Aktuelle Situation unterstreicht Bedeutung des Breitbandausbaus

Vorpommern-Greifswald | 19.03.2020

Symbolbild. Foto: Szepy / iStock / thinkstock Symbolbild. Foto: Szepy / iStock / thinkstock

Anlässlich der Übergabe der drei letzten Zuwendungsbescheide aus dem zweiten und dritten Call des Bundesförderprogramms für den Breitbandausbau an den Landkreis Vorpommern-Greifswald erklärte der Parlamentarische Staatssekretär für Vorpommern Patrick Dahlemann: „Gerade in der aktuellen Situation sehen wir sehr deutlich, welch hohe Bedeutung der weitere Ausbau guter Internetverbindungen für Vorpommern für unser Bundesland insgesamt hat. 

Wo, aus welchen Gründen auch immer, persönliche Kontakte nicht möglich sind, kommt es auf gut ausgebaute digitale Netze an. Das zeigt: Der Breitbandausbau ist keine Zukunftsinvestition, sondern eine Investition für das Hier und Jetzt der Menschen. Zugleich sind gut ausgebaute Breitbandnetzte ein wichtiger Standortfaktor für unsere Unternehmen.“ 

Ursprünglich war geplant, dass die drei Bescheide des Ministeriums für Energie, Infrastruktur und Digitalisierung in Greifswald im Beisein von Frau Dr. Tamara Zieschang, Staatssekretärin im Bundesministerium für Verkehr und digitale Infrastruktur, an Landrat Michael Sack übergeben werden sollten. Gleichzeitig war eine symbolische Vertragsunterzeichnung mit den ausführenden Unternehmen, der Landwerke MV Breitband GmbH sowie der e.discom Telekommunikations GmbH, vorgesehen. Aufgrund der Vorsichtsmaßnahmen gegen eine weitere Ausbreitung des Corona-Virus werden die Bescheide jetzt auf dem Postweg versandt. 

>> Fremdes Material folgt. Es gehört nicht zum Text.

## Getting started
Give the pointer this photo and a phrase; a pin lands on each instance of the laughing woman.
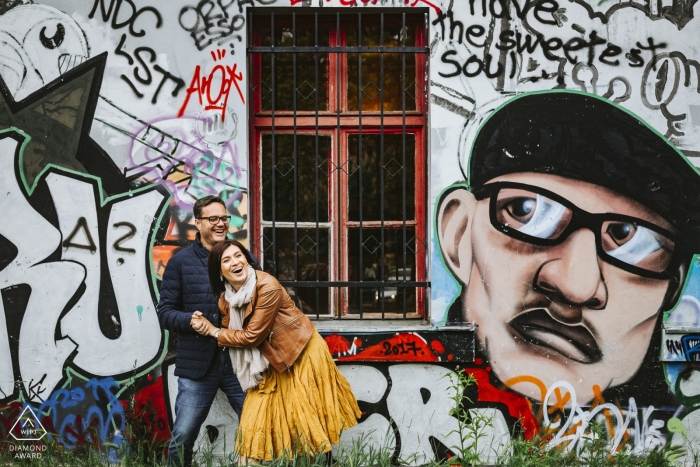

Für die insgesamt 12 Projekte des zweiten und dritten Calls werden Landesfördermittel in Höhe von rund 38, 7 Mio. Euro zur Kofinanzierung von insgesamt 118,3 Mio. Euro Bundesfördermitteln eingesetzt. Zusammen mit dem kommunalen Eigenanteil, den das Land ebenfalls vorfinanziert, ergibt sich ein Gesamtinvestitionsvolumen in Höhe von 174,5 Mio. Euro.